[SPORTS] NFL Power Rankings: Week 11

Team TW LW
1 1 Would you expect the Packers to be anywhere other than at the top?
2 5 Big (boring) Thanksgiving win over the 49ers showed that the Ravens are for real.
3 3 Nobody ever plays attention to the Saints. The only way we’d notice them is if they were undefeated.
4 2 The Niners may have looked pretty horrible against the Ravens, but Vernon Davis can have a second career as a singer if his NFL career sputters.
5 8 The Steelers are 5-1 after starting 2-2. Their only loss in that stretch was to the Ravens.
6 9 Rob Gronkowski is the best tight end in the NFL. How does Belichick find these guys? I think there was some kind of deal a while back involving a guy wearing a lot of red and Bill’s soul.
7 11 Remember Matt Leinart? He used to be really good and then he fell off the face of the Earth. Well, he’s starting for the Texans this week.

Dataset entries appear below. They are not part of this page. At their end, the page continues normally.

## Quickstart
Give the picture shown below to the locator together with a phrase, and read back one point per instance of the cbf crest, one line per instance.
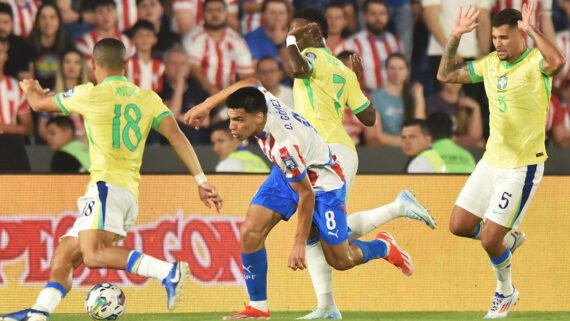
(502, 83)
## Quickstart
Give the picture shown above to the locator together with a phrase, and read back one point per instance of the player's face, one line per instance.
(414, 141)
(508, 42)
(72, 65)
(336, 20)
(215, 15)
(223, 143)
(48, 21)
(397, 71)
(244, 125)
(144, 40)
(150, 10)
(6, 25)
(376, 18)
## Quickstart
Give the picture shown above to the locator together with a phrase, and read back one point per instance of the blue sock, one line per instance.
(255, 274)
(371, 250)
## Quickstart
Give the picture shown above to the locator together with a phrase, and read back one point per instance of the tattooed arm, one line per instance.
(449, 70)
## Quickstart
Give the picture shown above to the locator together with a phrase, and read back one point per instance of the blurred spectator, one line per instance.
(541, 17)
(464, 111)
(269, 39)
(105, 27)
(20, 55)
(70, 154)
(400, 12)
(234, 157)
(374, 44)
(217, 53)
(416, 144)
(24, 15)
(143, 70)
(71, 72)
(180, 94)
(457, 159)
(396, 102)
(558, 119)
(15, 114)
(190, 13)
(126, 14)
(153, 11)
(48, 40)
(270, 75)
(336, 18)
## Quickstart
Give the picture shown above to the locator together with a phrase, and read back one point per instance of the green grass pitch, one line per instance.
(352, 316)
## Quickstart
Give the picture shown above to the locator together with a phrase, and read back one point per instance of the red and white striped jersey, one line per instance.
(24, 16)
(541, 7)
(126, 13)
(12, 101)
(220, 61)
(291, 143)
(196, 7)
(563, 43)
(374, 52)
(146, 76)
(86, 44)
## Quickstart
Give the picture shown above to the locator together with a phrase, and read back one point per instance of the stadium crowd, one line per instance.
(187, 50)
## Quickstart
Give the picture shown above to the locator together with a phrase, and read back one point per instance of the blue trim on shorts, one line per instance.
(103, 190)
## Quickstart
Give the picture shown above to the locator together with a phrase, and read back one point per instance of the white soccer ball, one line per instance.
(105, 301)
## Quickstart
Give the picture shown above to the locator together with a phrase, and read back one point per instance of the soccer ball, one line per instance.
(105, 301)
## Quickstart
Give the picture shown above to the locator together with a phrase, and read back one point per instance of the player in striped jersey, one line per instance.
(143, 70)
(517, 82)
(24, 14)
(15, 115)
(374, 44)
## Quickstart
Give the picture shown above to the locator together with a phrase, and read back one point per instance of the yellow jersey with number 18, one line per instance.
(519, 97)
(118, 116)
(322, 97)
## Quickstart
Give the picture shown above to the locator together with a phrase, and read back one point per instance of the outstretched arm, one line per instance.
(553, 58)
(449, 70)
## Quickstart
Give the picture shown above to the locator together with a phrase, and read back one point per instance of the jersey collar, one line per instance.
(113, 78)
(524, 54)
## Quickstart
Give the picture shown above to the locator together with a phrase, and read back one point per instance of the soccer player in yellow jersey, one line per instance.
(118, 117)
(517, 81)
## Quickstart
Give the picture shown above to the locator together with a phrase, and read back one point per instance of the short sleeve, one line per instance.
(75, 100)
(291, 163)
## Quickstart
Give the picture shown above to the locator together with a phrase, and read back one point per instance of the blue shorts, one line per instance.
(329, 216)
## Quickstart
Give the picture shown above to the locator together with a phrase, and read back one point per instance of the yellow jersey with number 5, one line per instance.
(519, 97)
(322, 97)
(118, 117)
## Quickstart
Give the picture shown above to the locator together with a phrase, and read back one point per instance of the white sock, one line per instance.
(320, 272)
(148, 266)
(361, 223)
(48, 300)
(260, 305)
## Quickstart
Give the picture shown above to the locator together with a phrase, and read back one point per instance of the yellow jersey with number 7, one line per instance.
(118, 117)
(322, 97)
(519, 97)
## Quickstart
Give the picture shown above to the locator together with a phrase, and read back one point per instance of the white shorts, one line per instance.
(348, 160)
(501, 195)
(105, 207)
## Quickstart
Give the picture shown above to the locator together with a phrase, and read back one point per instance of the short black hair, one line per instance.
(313, 15)
(104, 3)
(507, 17)
(369, 2)
(267, 2)
(5, 8)
(63, 122)
(440, 125)
(417, 122)
(141, 25)
(248, 98)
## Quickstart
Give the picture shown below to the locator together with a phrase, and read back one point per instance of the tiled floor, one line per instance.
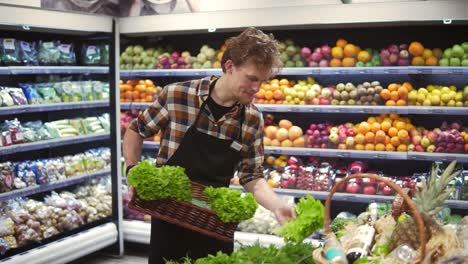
(133, 255)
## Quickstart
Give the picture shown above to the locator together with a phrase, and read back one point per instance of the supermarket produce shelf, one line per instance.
(20, 109)
(437, 156)
(150, 145)
(139, 232)
(358, 154)
(58, 69)
(136, 231)
(305, 71)
(52, 143)
(69, 248)
(70, 181)
(342, 109)
(351, 197)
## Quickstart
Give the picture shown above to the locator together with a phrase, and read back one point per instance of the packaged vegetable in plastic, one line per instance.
(87, 91)
(5, 97)
(49, 54)
(105, 54)
(67, 54)
(9, 51)
(90, 55)
(17, 95)
(31, 94)
(27, 53)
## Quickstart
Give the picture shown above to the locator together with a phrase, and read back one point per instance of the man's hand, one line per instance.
(284, 213)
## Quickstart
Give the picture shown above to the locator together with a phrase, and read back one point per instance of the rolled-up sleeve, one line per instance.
(251, 166)
(153, 118)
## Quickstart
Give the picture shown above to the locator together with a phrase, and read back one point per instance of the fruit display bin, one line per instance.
(187, 215)
(318, 254)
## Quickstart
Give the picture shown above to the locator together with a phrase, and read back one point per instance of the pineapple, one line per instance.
(429, 201)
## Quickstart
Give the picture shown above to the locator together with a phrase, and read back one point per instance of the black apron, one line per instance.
(207, 160)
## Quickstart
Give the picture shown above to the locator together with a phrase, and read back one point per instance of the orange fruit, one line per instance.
(359, 138)
(370, 137)
(359, 147)
(401, 102)
(437, 53)
(369, 147)
(341, 43)
(335, 62)
(385, 126)
(403, 92)
(395, 141)
(380, 147)
(337, 52)
(375, 127)
(364, 127)
(392, 132)
(402, 148)
(393, 87)
(349, 50)
(431, 61)
(417, 61)
(364, 56)
(349, 62)
(261, 94)
(385, 94)
(380, 136)
(394, 96)
(416, 48)
(268, 95)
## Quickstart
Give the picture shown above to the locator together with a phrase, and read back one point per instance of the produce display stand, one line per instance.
(24, 23)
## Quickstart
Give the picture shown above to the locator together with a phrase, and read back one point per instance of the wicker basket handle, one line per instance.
(411, 205)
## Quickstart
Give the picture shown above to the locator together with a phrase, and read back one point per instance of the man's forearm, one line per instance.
(263, 193)
(132, 145)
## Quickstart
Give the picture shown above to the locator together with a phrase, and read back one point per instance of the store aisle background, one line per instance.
(134, 254)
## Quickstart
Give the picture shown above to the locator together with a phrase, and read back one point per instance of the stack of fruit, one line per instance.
(423, 56)
(319, 58)
(206, 58)
(455, 56)
(290, 54)
(344, 54)
(317, 135)
(284, 135)
(367, 93)
(437, 95)
(138, 91)
(396, 94)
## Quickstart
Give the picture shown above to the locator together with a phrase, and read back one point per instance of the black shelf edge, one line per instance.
(305, 71)
(20, 109)
(52, 143)
(16, 70)
(72, 180)
(347, 197)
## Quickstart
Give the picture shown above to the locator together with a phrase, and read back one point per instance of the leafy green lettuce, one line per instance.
(310, 214)
(232, 206)
(155, 183)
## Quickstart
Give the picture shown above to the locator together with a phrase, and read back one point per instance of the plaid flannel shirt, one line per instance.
(175, 110)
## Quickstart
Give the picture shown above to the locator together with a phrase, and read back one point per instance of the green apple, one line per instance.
(457, 51)
(455, 62)
(444, 62)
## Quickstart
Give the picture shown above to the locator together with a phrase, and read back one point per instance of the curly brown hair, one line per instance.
(252, 45)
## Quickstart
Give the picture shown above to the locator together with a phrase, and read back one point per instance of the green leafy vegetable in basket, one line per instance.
(155, 183)
(310, 214)
(232, 206)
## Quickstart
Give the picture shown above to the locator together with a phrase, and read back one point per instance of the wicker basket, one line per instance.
(318, 254)
(187, 215)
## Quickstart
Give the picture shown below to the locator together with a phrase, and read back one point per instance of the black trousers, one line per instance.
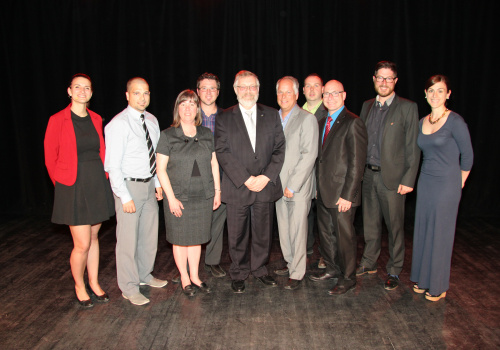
(337, 239)
(249, 255)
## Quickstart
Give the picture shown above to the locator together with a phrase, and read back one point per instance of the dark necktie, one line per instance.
(327, 129)
(152, 156)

8 13 Anthony Adams doesn’t care if you’re sick, he doesn’t want anyone to root for the Packers.
9 12 The Simpsons related nickname o’ the week: Todd “Troy” McClure.
10 16 Apparently Jason Witten wasn’t happy with the attention his cheerleaders got from the Bills a few weeks ago so he decided to tackle one.
11 6 Andy Dalton won’t be protecting any Roadhouse’s any time soon.
12 7 Even Tom Coughlin hates the Giants.
13 4 Ndamukong Suh’s favorite Broadway play is definitely Stomp.
14 15 I think Oakland running back Taiwan Jones needs some kind of catchphrase in reference to Taiwan making almost everything in the world.
15 18 I don’t know if the Titans are a playoff team, but I love seeing Jake Locker in there taking snaps.
16 10 Will the Jets turn the corner this weekend against the hapless Bills? There’s only about a 100% chance that they do.
17 24 People should start referring to Time Tebow as Parker Lewis, because he can’t lose.
18 20 Josh Scobee is right, DeSean Jackson is a punk. I’m glad they took away his long catch. Have a little bit of respect for people.
19 21 Is Kyle Orton the answer to the Chiefs getting back in this? Probably not.
20 30 The new definition of Dolphin: Too little, too late.
21 17 LeGarrette Blount’s new nickname should be “Hell on wheels” because he’s harder to tackle than a frieght train.
22 23 Remember when Peyton Hillis was on the cover of Madden? Can you say curse?
23 25 Potentially the coolest sports name ever is Red Bryant. It’s like a mash up of Red Auerbach and Bear Bryant.
24 19 The Chargers are officially done. It only took ten games to figure it out this season.
25 14 Ryan “Fitzmagic” Fitzpatrick looks more like a children’s party magician than Criss Angel.
26 22 This week’s proof that people need to think before they tweet: Jabar Gaffney told a Cowboy’s fan to kill himself after he mocked the ‘Skins poor record.
27 26 I know I’ve said this before, but every time I hear John Skelton’s name all I think about is The Nightmare Before Christmas.
28 27 I’m a big fan of MJD, but it wasn’t very nice when he did a LeBron James chalk toss before the game atCleveland.
29 28 Cam Newton is a lot better than Tim Tebow yet somehow he rarely ever wins.
30 29 Christian Ponder may not be racking up the wins, but he’s a step up from a certain quarterback who should have retired when he could no longer hack it in Philly.
31 31 Remember when we thought the Rams were going to be good this year?
32 32 The Colts have all but clinched the #1 overall pick. Do you think someone is smart enough to throw away a whole season to get Andrew Luck or is it just fate?